Catalytic Cycles • Other catalytic cycles which do not fit into the O+XO mold have been identified • OH + O →O2 + H H + O2 + M →HO2 + M HO2 + O → OH + O2 Net O + O + M → O2 + M • OH + O3→ HO2 + O2 HO2 + O3 → OH + O2 Net O3 + O3 → 3O2 • Cycle does not need atomic oxygen, can be effective at low altitudes where the concentration of atomic oxygen is low.
Catalytic Cycles • Another cycle of interest is the following: OH + O3→ HO2 + O2 HO2 + O3 → OH + O2 Net O3 + O3 → 3O2 • This cycle does not need atomic oxygen, and can be effective at low altitudes where the concentration of atomic oxygen is low.
Reservoir Species • So far we have treated the catalytic cycles as independent of one another. We refer to the species within a cycle as a family, e.g. the nitrogen family. • However, the species in one family can also interact with those of another family, e.g. ClO + HO2 → HOCl + O2 (Hypochlorous acid) HO2 + NO2 + M → HO2NO2 + M (pernitric acid) ClO + NO2 + M → ClONO2 + M (chlorine nitrate) OH + NO2 + M → HNO3 + M (nitric acid) NO3 + NO2 + M → N2O5 + M (nitrogen pentoxide) • Although these compounds can be dissociated back to their parent molecules, stratospheric circulation moves them to the poles, where the solar radiation is weak, and dissociation unlikely. They are called reservoir species.
Reaction between cycles • Consider the following reactions: HO2 + NO → OH + NO2 ClO + NO → Cl + NO2 • Both of these reactions short circuit the catalytic cycles, and hence reduce their efficiency. • The full reaction cycle for the second reaction is Cl + O3 = ClO + O2 ClO + NO → Cl + NO2 NO2 + hν → NO + O Net O3 + hν → O2 + O • Known as a null cycle
Natural Sources and Sinks • The catalytic families HOx, NOx, ClOx, and BrOx, appear to be present in the natural ‘unpolluted’ atmosphere. In today’s atmosphere the levels of ClOx and BrOx have been increased by anthropogenic sources. • Most of the stratospheric NOx originates from tropospheric N2O, which is of biogenic origin (e.g. soils). This reacts with the O(1D) to start the NOx chemistry O(1D) + N2O → NO + NO • The main sources of the OH radical are O(1D) + H2O → OH + OH O(1D) + CH4→ OH + CH3 • The CH3 radical reacts to produce other hydrogen species including water vapor. Most stratospheric water vapor comes from methane ‘oxidation’.

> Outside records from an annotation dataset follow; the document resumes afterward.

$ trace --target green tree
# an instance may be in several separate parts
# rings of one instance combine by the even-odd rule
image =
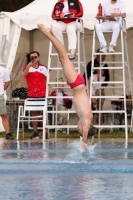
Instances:
[[[0,0],[0,12],[14,12],[33,2],[33,0]]]

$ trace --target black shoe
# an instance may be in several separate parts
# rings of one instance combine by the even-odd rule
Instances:
[[[32,136],[30,137],[30,139],[39,139],[38,133],[37,133],[37,132],[34,132],[34,133],[32,134]]]
[[[13,137],[13,135],[11,133],[7,133],[6,134],[6,139],[7,140],[14,140],[14,137]]]

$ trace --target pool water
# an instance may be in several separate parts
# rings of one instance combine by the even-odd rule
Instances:
[[[1,142],[1,200],[132,200],[133,143]]]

Natural Sources and Sinks • The most abundant natural source of ClO is methyl chloride. • The major contributors are the oceans. Much comes from the decay of organic matter. In wet conditions on land we get methane (CH4), in the sea we get CH3Cl. • The chlorine is released by reactions with the OH radical, and by photodissociation above 30 km. • Natural bromine enters the stratosphere principally as methyl bromide, CH3Br, which is produced by algae in the oceans.